There were powerhouse voices and performances on stage from Dayna Jarae Dantzler as Celie, Pam Trotter as Sofia and Taprena Augustine as Shug Avery.
What started out as a Pulitzer Prize winning book, then an Academy Award nominated movie, The Color Purple was then adapted for Broadway as a musical.
The story centers on a 14 year old Celie. Sexually and physically abused by her father, she was married off to a man she calls “Mister,” not in love, but in servitude. Mister wanted her younger, prettier, sister, Nettie, but that was not to be. Mister also had a life-long infatuation with Shug Avery; a torch singing vamp that had Mister wrapped around her little finger for years.
Celie also carried that infatuation with Shug from the first time she saw her. In time, a strong bond developed between the two women.
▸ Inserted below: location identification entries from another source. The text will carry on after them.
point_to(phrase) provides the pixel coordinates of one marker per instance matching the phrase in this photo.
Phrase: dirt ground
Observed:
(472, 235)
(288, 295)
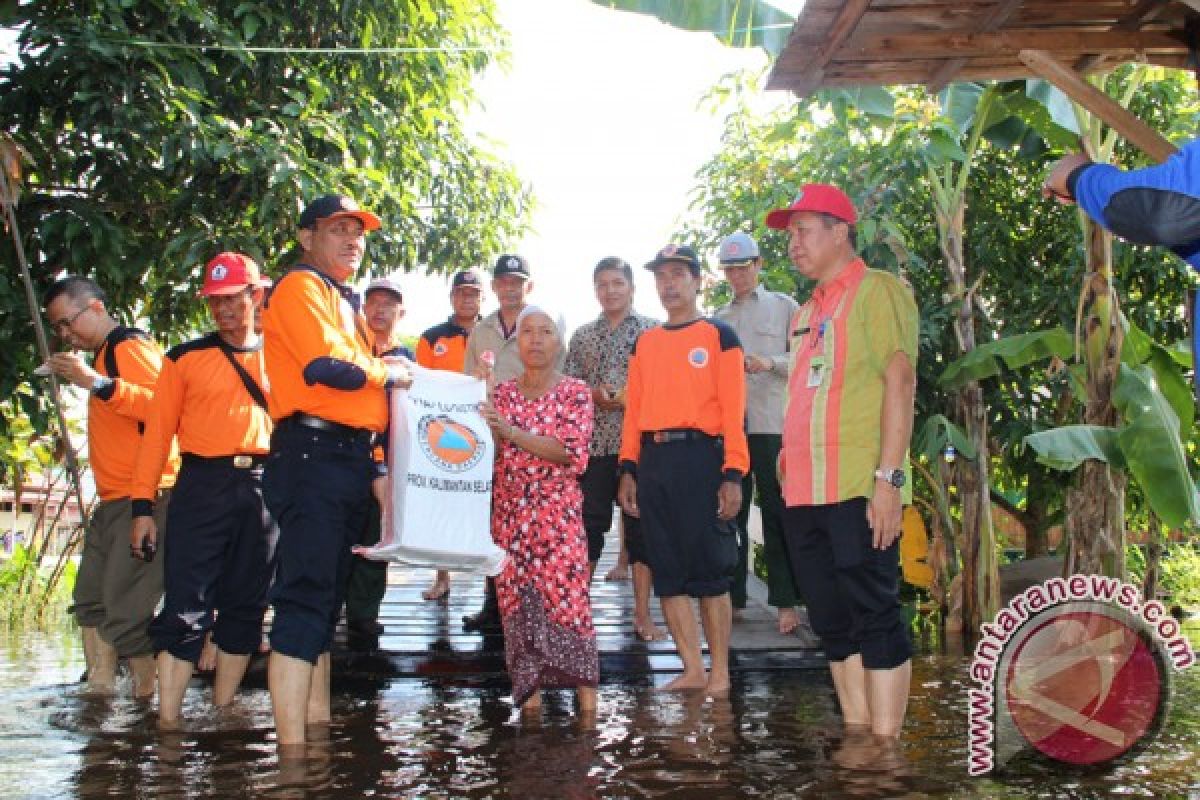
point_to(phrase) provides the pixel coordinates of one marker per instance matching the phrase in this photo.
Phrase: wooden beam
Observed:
(1144, 12)
(843, 26)
(941, 44)
(1140, 134)
(999, 16)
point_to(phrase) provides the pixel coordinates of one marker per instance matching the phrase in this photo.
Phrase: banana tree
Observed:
(1147, 440)
(954, 136)
(737, 23)
(1096, 512)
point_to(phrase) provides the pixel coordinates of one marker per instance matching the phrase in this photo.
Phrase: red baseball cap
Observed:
(821, 198)
(229, 274)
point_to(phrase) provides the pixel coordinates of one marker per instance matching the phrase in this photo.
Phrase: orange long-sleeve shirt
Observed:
(688, 376)
(201, 401)
(115, 417)
(318, 354)
(443, 347)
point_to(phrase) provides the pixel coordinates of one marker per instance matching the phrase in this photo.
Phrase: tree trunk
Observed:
(981, 577)
(1096, 507)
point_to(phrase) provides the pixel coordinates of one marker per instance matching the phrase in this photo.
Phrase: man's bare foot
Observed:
(208, 660)
(717, 685)
(619, 572)
(647, 631)
(438, 590)
(685, 683)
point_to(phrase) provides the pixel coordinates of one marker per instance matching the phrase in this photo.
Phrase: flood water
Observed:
(778, 735)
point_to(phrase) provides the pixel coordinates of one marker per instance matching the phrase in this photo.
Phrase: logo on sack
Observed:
(1077, 669)
(449, 444)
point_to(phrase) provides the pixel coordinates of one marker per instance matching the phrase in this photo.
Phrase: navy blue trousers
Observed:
(317, 486)
(850, 587)
(219, 558)
(689, 549)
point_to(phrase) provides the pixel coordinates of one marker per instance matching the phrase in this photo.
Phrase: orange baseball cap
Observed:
(229, 274)
(331, 206)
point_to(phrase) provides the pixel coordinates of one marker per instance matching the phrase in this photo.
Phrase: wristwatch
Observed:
(895, 477)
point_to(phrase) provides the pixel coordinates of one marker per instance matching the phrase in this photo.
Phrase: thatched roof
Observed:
(934, 42)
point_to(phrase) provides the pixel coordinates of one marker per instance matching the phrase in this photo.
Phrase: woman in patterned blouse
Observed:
(543, 422)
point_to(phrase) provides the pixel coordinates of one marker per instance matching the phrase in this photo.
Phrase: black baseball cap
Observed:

Sofia, a strong-willed woman who got her way and would not be subservient to any man married Harpo, the eldest of Mister’s children. The story also shows how she was beaten into submission, but came back strong in the end.
Set in the 30s in Georgia, the tale was of a young oppressed African American girl growing up in abuse. She bore and lost two children by the man she thought was her father.
Celie thought her sister Nettie was dead because she never got any letters Nettie promised to write. Celie felt like she was all alone.
With Shug’s help she turned into a woman who eventually learned how not to be a victim and became self-sufficient. Celie was also reunited with her beloved Nettie and Celie’s two children, Adam and Olivia.
It was a very moving performance, with strong musical offerings filled with gospel and blues tunes that brought much applause during the show and the audience to their feet quickly at the curtain call. “The Color Purple (Reprise)” sang after the cast took their bows had the entire audience swaying and clapping to the music.
Other noteworthy performances were given by Edward C. Smith as Mister, Lee Edward Colston II as Harpo, and don’t forget the Church Ladies, Nesha Ward, Virlinda Stanton and Deaun Parker.
Some of the standout musical numbers were “Big Dog,” “Hell No!” and “Brown Betty.” There are definitely future classics among the selections.
I’ve never read the book, but the musical closely follows the movie. Dantzler and Trotter certainly did Whoopi Goldberg and Oprah Winfree proud.